The number of possible interactions grows exponentially based on the number of predictors. Some caution is warranted when using large predictor sets and it is recommended that you supply a specific vector of predictor names to assess rather than a global search.
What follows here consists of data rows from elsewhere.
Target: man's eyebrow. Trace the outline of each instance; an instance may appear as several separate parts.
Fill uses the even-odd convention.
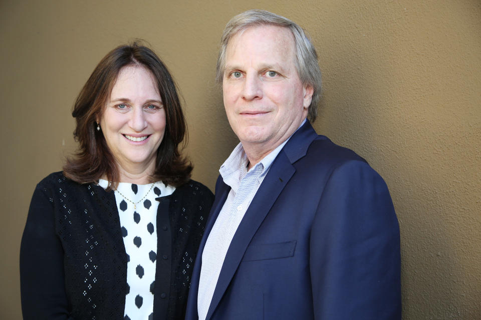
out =
[[[259,66],[259,70],[267,70],[269,69],[272,69],[273,70],[278,70],[281,72],[284,72],[285,71],[284,68],[282,68],[282,66],[279,64],[262,64]],[[242,70],[243,68],[241,68],[239,66],[236,64],[226,64],[225,68],[224,69],[224,72],[229,72],[232,71],[232,70]]]

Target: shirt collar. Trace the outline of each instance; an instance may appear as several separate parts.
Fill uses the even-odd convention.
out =
[[[304,119],[304,120],[301,124],[301,125],[299,126],[299,128],[297,128],[297,130],[299,130],[299,128],[302,126],[306,120],[306,119]],[[297,130],[296,131],[297,131]],[[292,135],[291,135],[291,136],[292,136]],[[267,174],[269,169],[271,168],[271,166],[272,166],[272,164],[276,158],[276,157],[277,156],[277,155],[281,152],[281,150],[282,150],[282,148],[286,145],[287,142],[291,138],[291,136],[271,152],[269,154],[263,158],[259,163],[257,164],[254,167],[251,168],[251,170],[249,171],[255,170],[256,168],[260,166],[262,166],[262,171],[261,174],[261,176],[260,176],[260,179],[261,179],[261,180],[264,180],[264,177]],[[239,142],[239,144],[234,148],[234,150],[232,152],[230,153],[230,155],[227,158],[227,160],[225,160],[222,166],[220,166],[220,168],[219,169],[219,172],[220,172],[220,176],[222,176],[222,178],[224,180],[224,182],[233,189],[234,191],[237,190],[241,180],[247,174],[247,166],[249,163],[249,160],[247,158],[247,154],[246,154],[246,152],[244,151],[244,148],[242,146],[242,144]]]

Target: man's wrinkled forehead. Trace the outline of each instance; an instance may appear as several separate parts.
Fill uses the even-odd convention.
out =
[[[246,50],[247,49],[247,50]],[[244,54],[235,54],[240,50]],[[259,62],[262,68],[284,69],[290,66],[295,59],[295,42],[294,35],[288,28],[274,24],[264,24],[245,28],[235,33],[229,40],[226,48],[224,71],[237,64],[236,59],[245,62],[252,54],[253,57],[264,57]]]

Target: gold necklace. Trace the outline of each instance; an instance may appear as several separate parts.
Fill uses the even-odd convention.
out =
[[[153,183],[152,184],[152,186],[150,186],[150,188],[149,189],[149,190],[147,192],[147,193],[146,193],[146,194],[145,194],[145,196],[144,196],[141,199],[140,199],[140,200],[139,200],[137,201],[137,202],[134,202],[132,201],[132,200],[129,199],[129,198],[127,198],[126,196],[124,196],[123,194],[122,194],[121,192],[120,192],[120,191],[119,191],[119,190],[117,190],[117,189],[115,189],[115,191],[116,191],[117,192],[119,192],[119,194],[120,194],[120,196],[122,196],[122,197],[123,198],[124,198],[124,199],[125,199],[126,200],[127,200],[129,202],[130,202],[131,204],[133,204],[134,205],[134,210],[135,210],[136,209],[137,209],[137,204],[138,203],[139,203],[139,202],[140,202],[141,201],[142,201],[142,200],[143,200],[145,198],[145,197],[147,196],[147,195],[148,194],[149,194],[149,192],[150,192],[150,190],[152,190],[152,188],[154,188],[154,184],[155,184],[155,182],[153,182]]]

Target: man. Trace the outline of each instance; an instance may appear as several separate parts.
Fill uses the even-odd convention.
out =
[[[186,318],[400,319],[389,192],[306,120],[320,72],[303,30],[267,12],[241,14],[217,68],[241,143],[219,170]]]

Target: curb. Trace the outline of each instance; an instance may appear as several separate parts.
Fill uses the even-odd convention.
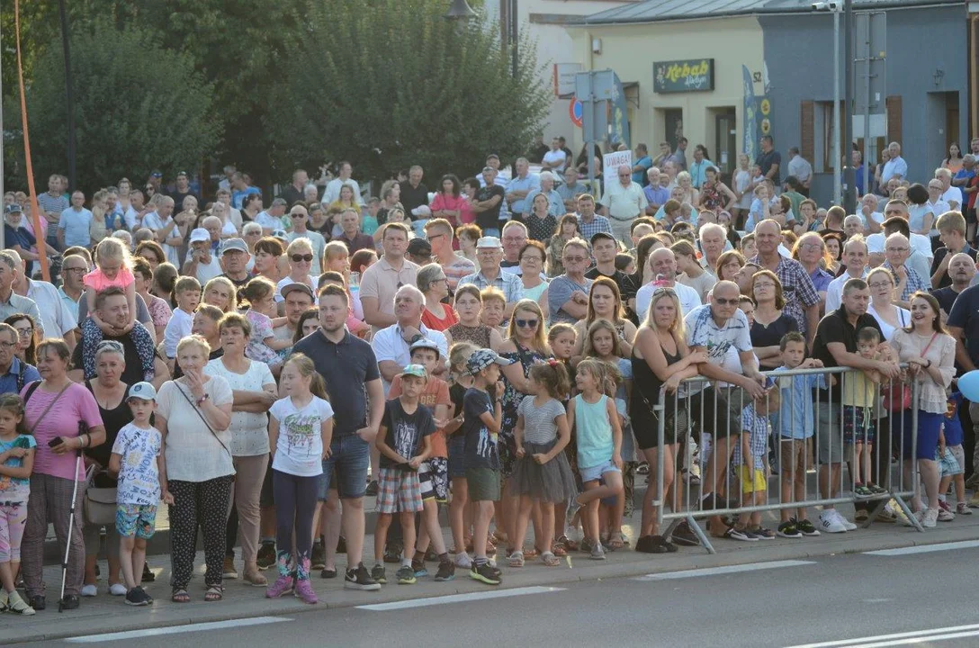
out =
[[[623,579],[641,577],[650,574],[663,574],[673,572],[683,572],[705,567],[723,567],[732,565],[744,565],[757,562],[771,562],[777,560],[804,559],[834,556],[838,554],[855,554],[865,551],[876,551],[882,549],[898,549],[913,546],[927,546],[930,544],[940,544],[956,542],[961,540],[972,540],[977,537],[977,529],[974,526],[960,527],[957,529],[946,529],[937,532],[917,532],[908,529],[904,533],[881,534],[873,532],[877,527],[871,527],[870,532],[864,534],[840,533],[837,536],[823,536],[818,541],[807,541],[805,539],[781,541],[776,544],[757,543],[761,546],[753,545],[744,547],[739,544],[737,551],[726,551],[718,554],[708,554],[702,549],[693,552],[683,552],[676,554],[662,554],[656,558],[648,560],[628,561],[623,563],[595,563],[583,557],[581,560],[569,559],[569,568],[566,570],[528,570],[518,572],[507,570],[505,579],[500,589],[515,587],[525,587],[529,585],[561,585],[573,582],[588,580]],[[905,531],[902,529],[902,531]],[[849,535],[849,537],[847,537]],[[807,546],[808,544],[808,546]],[[724,546],[724,545],[722,545]],[[464,584],[465,583],[465,584]],[[438,596],[451,594],[465,594],[473,591],[484,591],[486,586],[472,582],[468,579],[459,579],[451,583],[445,583],[444,589],[440,589]],[[0,643],[7,642],[35,642],[65,639],[71,636],[79,636],[90,633],[103,633],[107,631],[118,632],[133,629],[145,629],[155,627],[167,627],[172,625],[195,625],[212,622],[231,621],[235,619],[247,619],[256,616],[278,616],[296,615],[308,612],[319,612],[324,609],[345,609],[367,604],[392,603],[396,601],[411,600],[419,598],[418,595],[411,595],[415,591],[413,588],[402,588],[389,586],[380,592],[358,592],[346,589],[331,589],[325,592],[320,603],[316,606],[305,605],[294,600],[280,599],[269,601],[267,599],[249,600],[245,603],[235,603],[235,608],[225,609],[220,612],[211,612],[210,606],[193,606],[171,612],[170,609],[160,610],[159,616],[145,618],[124,615],[114,617],[113,626],[107,628],[106,618],[104,616],[90,617],[78,620],[70,628],[66,628],[67,624],[57,624],[54,629],[51,625],[47,627],[52,631],[39,632],[34,635],[11,635],[4,637],[4,632],[0,629]],[[424,594],[427,596],[429,594]],[[201,612],[196,615],[194,612]],[[190,614],[188,614],[190,613]],[[15,629],[17,625],[11,626]],[[65,629],[61,629],[65,628]],[[23,629],[22,629],[23,631]]]

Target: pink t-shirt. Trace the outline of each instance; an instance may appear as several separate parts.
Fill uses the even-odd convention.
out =
[[[21,395],[23,396],[28,389],[29,385],[24,386]],[[65,390],[65,393],[54,407],[44,415],[40,424],[34,428],[34,423],[57,395],[57,392],[45,392],[40,387],[34,390],[27,401],[23,423],[27,426],[27,430],[33,428],[34,440],[37,441],[33,472],[70,480],[74,471],[77,455],[73,452],[55,454],[51,451],[48,441],[55,437],[77,437],[79,421],[87,423],[89,428],[101,426],[102,415],[99,414],[99,404],[91,392],[77,383],[72,383]],[[78,471],[77,479],[85,479],[84,467]]]
[[[83,281],[85,283],[85,288],[91,288],[95,290],[96,293],[99,293],[111,286],[117,286],[125,290],[125,287],[134,283],[136,278],[132,276],[132,270],[123,266],[119,268],[119,271],[116,274],[115,279],[110,279],[102,273],[101,269],[95,268],[85,275]]]

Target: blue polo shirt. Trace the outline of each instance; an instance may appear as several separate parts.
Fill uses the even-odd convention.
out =
[[[15,357],[7,373],[0,376],[0,393],[20,393],[24,385],[29,385],[35,380],[41,380],[37,369]]]

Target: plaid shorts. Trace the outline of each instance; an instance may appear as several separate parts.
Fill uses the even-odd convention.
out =
[[[417,513],[422,508],[422,486],[418,473],[399,468],[382,468],[378,471],[378,513]]]
[[[422,499],[448,501],[448,459],[429,457],[418,467],[418,481],[422,485]]]

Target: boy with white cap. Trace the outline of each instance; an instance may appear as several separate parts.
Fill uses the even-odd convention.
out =
[[[161,499],[172,504],[173,495],[162,493],[160,486],[163,438],[150,425],[150,416],[157,409],[157,391],[149,383],[136,383],[129,389],[126,403],[132,411],[132,423],[116,437],[109,472],[118,476],[116,531],[119,534],[122,579],[128,590],[125,602],[141,606],[153,602],[140,583],[146,541],[156,531],[157,504]]]

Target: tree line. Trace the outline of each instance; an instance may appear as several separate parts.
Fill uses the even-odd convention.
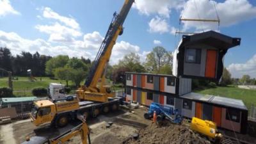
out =
[[[163,47],[156,47],[147,54],[145,61],[141,62],[139,54],[131,52],[126,54],[114,65],[108,65],[106,77],[115,83],[125,83],[125,72],[148,72],[154,74],[172,74],[172,52]],[[55,77],[68,82],[72,81],[78,86],[88,75],[92,61],[83,57],[69,58],[59,55],[55,57],[40,55],[38,52],[31,54],[22,52],[20,54],[13,56],[6,47],[0,48],[0,67],[13,72],[13,76],[28,76],[27,70],[31,69],[35,77]],[[1,76],[1,73],[0,73]],[[255,79],[246,75],[241,79],[232,79],[231,74],[225,68],[220,84],[256,84]],[[195,87],[207,85],[211,81],[193,80]]]

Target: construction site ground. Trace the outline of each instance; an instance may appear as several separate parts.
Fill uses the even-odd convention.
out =
[[[166,122],[159,127],[151,120],[144,118],[146,111],[145,107],[134,109],[132,112],[127,109],[121,109],[89,119],[88,124],[91,129],[92,143],[211,143],[205,137],[190,130],[186,120],[180,125]],[[109,122],[113,122],[113,124],[107,128]],[[0,144],[18,144],[24,141],[28,135],[54,138],[79,124],[78,120],[72,121],[67,127],[56,129],[47,125],[36,127],[29,119],[17,121],[0,125]],[[139,134],[137,140],[132,137],[134,133]],[[256,143],[255,139],[250,138],[251,143]],[[67,143],[81,143],[80,136],[74,137]]]

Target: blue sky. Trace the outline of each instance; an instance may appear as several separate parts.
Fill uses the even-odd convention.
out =
[[[67,54],[93,59],[115,11],[124,0],[0,0],[0,47],[13,54],[21,51],[56,56]],[[248,74],[256,77],[256,1],[248,0],[136,0],[124,24],[111,58],[116,63],[135,52],[145,60],[157,45],[173,51],[180,35],[176,31],[216,30],[241,37],[231,49],[225,65],[232,76]],[[218,24],[186,22],[179,17],[220,19]]]

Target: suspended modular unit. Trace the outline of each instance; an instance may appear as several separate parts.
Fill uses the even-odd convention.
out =
[[[183,35],[173,53],[173,75],[219,81],[226,52],[240,41],[213,31]]]

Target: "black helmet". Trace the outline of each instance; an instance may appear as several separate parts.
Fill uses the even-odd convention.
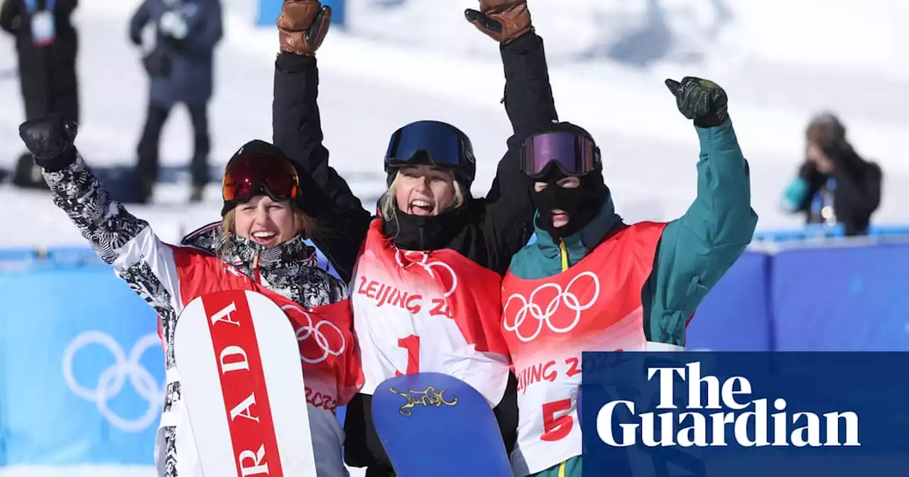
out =
[[[400,167],[410,164],[449,169],[467,190],[476,175],[470,138],[460,129],[440,121],[417,121],[392,134],[385,159],[387,184],[391,185]]]

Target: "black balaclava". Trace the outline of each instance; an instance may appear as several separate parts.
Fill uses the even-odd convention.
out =
[[[553,124],[549,130],[569,132],[593,141],[589,133],[570,123]],[[600,214],[603,204],[609,198],[609,188],[603,180],[603,165],[599,161],[595,170],[579,177],[581,184],[574,189],[557,184],[566,175],[554,164],[547,166],[545,173],[542,178],[532,179],[533,182],[546,183],[546,187],[540,192],[532,188],[531,200],[539,213],[536,225],[554,238],[561,239],[580,232]],[[561,209],[568,214],[568,224],[557,228],[554,226],[553,209]]]

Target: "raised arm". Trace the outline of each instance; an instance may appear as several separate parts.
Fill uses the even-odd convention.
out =
[[[322,144],[315,54],[330,21],[331,8],[322,7],[315,0],[287,0],[282,5],[277,21],[281,53],[275,63],[272,128],[275,145],[301,170],[305,202],[313,204],[313,210],[306,212],[327,231],[325,236],[313,237],[313,242],[342,278],[348,279],[372,214],[328,164],[328,150]]]
[[[500,273],[533,234],[534,208],[530,180],[521,172],[524,140],[557,121],[543,39],[534,33],[526,0],[481,0],[480,10],[467,10],[467,20],[500,44],[504,69],[505,112],[513,134],[486,194],[484,230],[489,260]]]
[[[180,307],[173,249],[145,221],[111,198],[88,170],[73,145],[75,124],[65,125],[63,115],[54,113],[25,123],[19,134],[44,169],[54,204],[66,213],[101,260],[114,266],[117,276],[165,323],[174,323],[167,319],[175,319]]]
[[[701,142],[697,197],[664,229],[643,293],[648,341],[677,345],[684,344],[688,318],[744,252],[757,225],[748,163],[726,114],[725,93],[702,81],[685,78],[671,86]]]

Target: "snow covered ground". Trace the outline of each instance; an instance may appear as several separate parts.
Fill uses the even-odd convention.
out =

A good strategy is to use n_tree = 5 to search all predictors, then pick the top 10 interactions, get the unique predictors from them, and re-run on just those predictors with more trees.

References

  1. Greenwell, M B, Boehmke, C B, McCarthy, J A (2018). "A simple and effective model-based variable importance measure." arXiv preprint arXiv:1805.04755.

Examples


set.seed(329)

data <- data.frame(
 x1 = rnorm(500),
 x2 = rnorm(500),
 x3 = rnorm(500)
)

data$y = with(data, expr = x1 + x2 + x3 + 1/2*x1 * x2 + x2 * x3 + rnorm(500))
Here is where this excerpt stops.